The PL-17 (NATO reporting name: CH-AA-12 Auger) or PL-20 is an active radar-guided very-long-range air-to-air missile developed by the People's Republic of China for the People's Liberation Army Air Force (PLAAF). The missile has a claimed range of around 400 km and is intended to target high value airborne assets (HVAA) such as tanker and early warning and control (AEW&C) aircraft.

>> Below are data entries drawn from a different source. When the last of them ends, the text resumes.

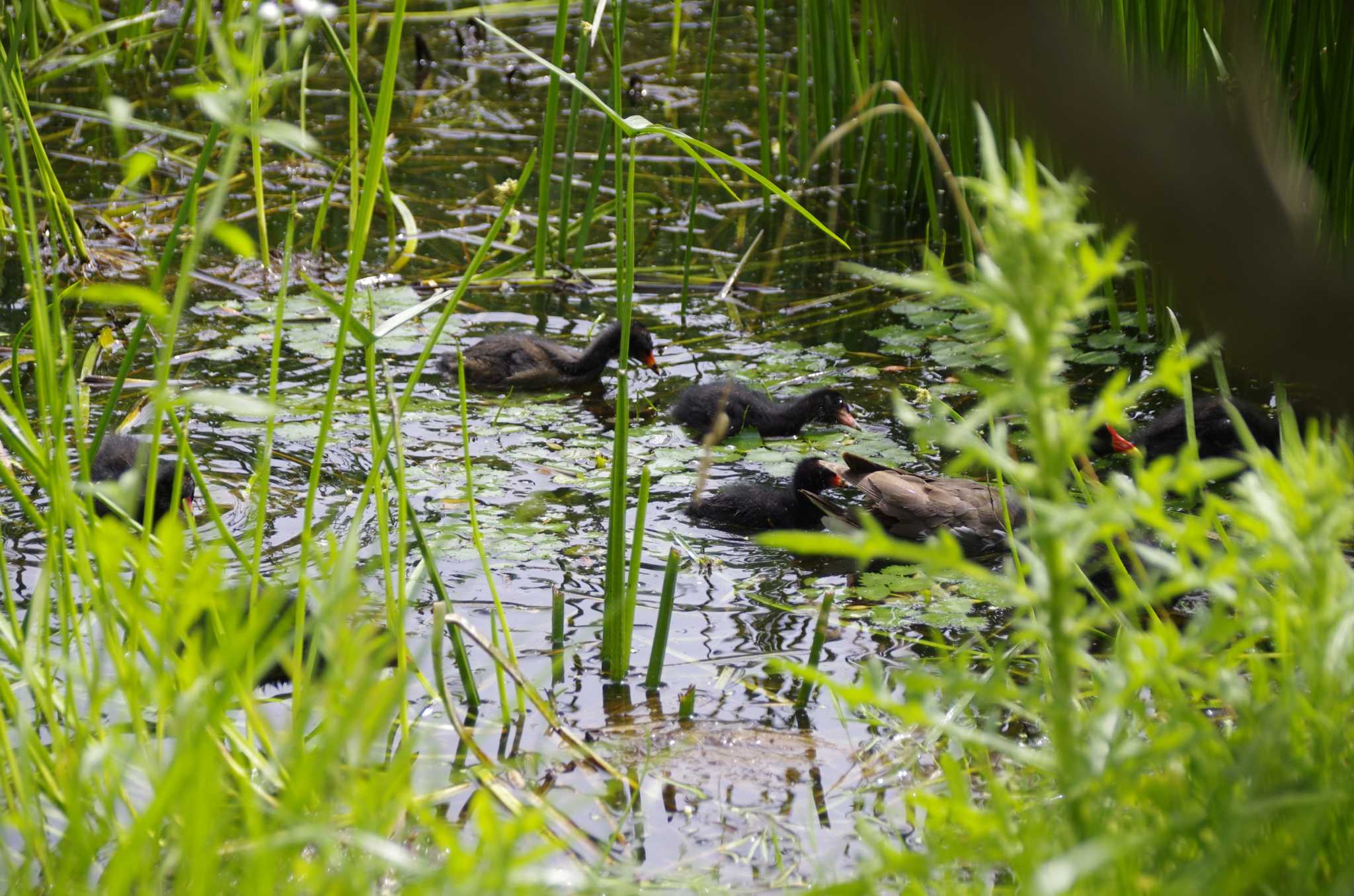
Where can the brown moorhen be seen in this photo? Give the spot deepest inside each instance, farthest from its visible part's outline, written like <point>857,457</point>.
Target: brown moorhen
<point>912,507</point>
<point>758,507</point>
<point>121,454</point>
<point>699,406</point>
<point>528,361</point>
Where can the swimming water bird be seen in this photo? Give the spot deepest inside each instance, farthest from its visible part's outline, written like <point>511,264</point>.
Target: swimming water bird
<point>914,508</point>
<point>118,455</point>
<point>1214,431</point>
<point>760,507</point>
<point>699,408</point>
<point>528,361</point>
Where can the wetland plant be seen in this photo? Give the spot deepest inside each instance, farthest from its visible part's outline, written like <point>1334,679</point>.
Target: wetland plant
<point>1155,741</point>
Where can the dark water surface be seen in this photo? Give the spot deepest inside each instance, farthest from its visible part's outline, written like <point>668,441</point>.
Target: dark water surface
<point>767,794</point>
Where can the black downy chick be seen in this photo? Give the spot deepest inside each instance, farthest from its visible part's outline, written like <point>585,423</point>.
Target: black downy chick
<point>528,361</point>
<point>1214,431</point>
<point>757,507</point>
<point>699,408</point>
<point>118,455</point>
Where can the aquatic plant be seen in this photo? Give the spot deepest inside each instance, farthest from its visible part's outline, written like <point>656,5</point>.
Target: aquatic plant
<point>1107,743</point>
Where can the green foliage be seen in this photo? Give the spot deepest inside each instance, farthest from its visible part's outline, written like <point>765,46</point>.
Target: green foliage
<point>1196,755</point>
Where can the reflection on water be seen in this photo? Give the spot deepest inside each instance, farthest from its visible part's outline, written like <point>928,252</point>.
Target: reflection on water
<point>750,781</point>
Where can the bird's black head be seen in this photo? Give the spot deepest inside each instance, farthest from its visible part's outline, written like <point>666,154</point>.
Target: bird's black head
<point>642,344</point>
<point>814,475</point>
<point>833,408</point>
<point>164,488</point>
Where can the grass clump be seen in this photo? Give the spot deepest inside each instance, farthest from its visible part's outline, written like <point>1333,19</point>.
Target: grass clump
<point>1108,746</point>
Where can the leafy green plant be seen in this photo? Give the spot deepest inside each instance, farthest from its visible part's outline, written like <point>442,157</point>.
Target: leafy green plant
<point>1196,755</point>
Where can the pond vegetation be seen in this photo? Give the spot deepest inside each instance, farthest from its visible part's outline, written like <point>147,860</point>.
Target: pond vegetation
<point>447,611</point>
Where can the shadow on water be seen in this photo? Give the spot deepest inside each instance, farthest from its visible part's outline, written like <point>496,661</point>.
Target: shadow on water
<point>768,788</point>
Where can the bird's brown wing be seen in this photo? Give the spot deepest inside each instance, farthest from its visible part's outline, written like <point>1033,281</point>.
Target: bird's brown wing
<point>859,467</point>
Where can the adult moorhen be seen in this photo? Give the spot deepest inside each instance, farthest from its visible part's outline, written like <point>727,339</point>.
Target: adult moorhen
<point>528,361</point>
<point>913,507</point>
<point>1214,431</point>
<point>758,507</point>
<point>121,454</point>
<point>699,408</point>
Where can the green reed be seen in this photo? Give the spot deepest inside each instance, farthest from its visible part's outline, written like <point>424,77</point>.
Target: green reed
<point>547,141</point>
<point>815,650</point>
<point>614,609</point>
<point>700,134</point>
<point>1158,737</point>
<point>763,98</point>
<point>662,624</point>
<point>581,57</point>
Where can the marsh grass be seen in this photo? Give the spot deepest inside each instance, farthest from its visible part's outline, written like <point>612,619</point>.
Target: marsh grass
<point>1201,754</point>
<point>138,755</point>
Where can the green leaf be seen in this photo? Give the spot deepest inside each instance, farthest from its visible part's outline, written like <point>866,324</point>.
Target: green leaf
<point>235,239</point>
<point>289,135</point>
<point>136,167</point>
<point>635,125</point>
<point>360,330</point>
<point>121,294</point>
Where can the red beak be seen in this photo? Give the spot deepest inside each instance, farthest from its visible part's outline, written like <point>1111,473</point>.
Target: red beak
<point>1119,443</point>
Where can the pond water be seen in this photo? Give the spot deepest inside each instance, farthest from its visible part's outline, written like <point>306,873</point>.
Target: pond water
<point>749,784</point>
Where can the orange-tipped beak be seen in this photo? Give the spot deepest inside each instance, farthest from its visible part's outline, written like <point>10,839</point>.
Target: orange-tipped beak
<point>1119,443</point>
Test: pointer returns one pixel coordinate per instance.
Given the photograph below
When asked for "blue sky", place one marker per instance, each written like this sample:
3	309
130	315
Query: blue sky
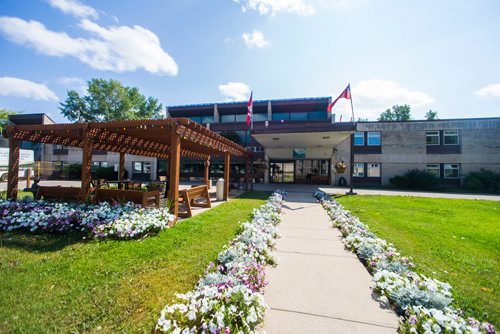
439	55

==History and development==
The missile was first identified on a Shenyang J-16 fighter in 2016, it was fired in November, and can also be deployed on Chinese imported Su-30MKK and Su-35 fighters. It is understood that PL-17 is a separate development from the ramjet-powered PL-21 (PL-XX). PL-17 may have entered PLAAF service in 2024.

==Design==
PL-17 is much larger than other long-range air-to-air missiles, at 6 m long (whereas PL-15, AIM-120 are measured around 4 m long), which contains more solid fuel. The extended length makes the missile unfit for the internal weapons bay of the Chengdu J-20. During the flight, PL-17 would rely on inertial guidance and satellite navigation to track targets. During the terminal phase, the missile would turn on its multimodal seeker with both active radar and passive sensors. The sensors include, reportedly, a miniature active electronically scanned array (AESA) radar for tracking, passive anti-radiation seeker for locating radar-equipped targets, and a possible optical window feautring an additional infrared seeker as supplement.

The missile body features a low-drag profile, and maneuverability is provided by four small control fins and thrust-vectoring engines. Estimates for its maximum operational range may vary, but the widely reported figure is ~400 km. The missile is powered by a dual pulse rocket motor and flies in lofted launch trajectory to achieve the reported range of 400 km class, according to the Royal United Services Institute. It has a top speed in excess of Mach 4.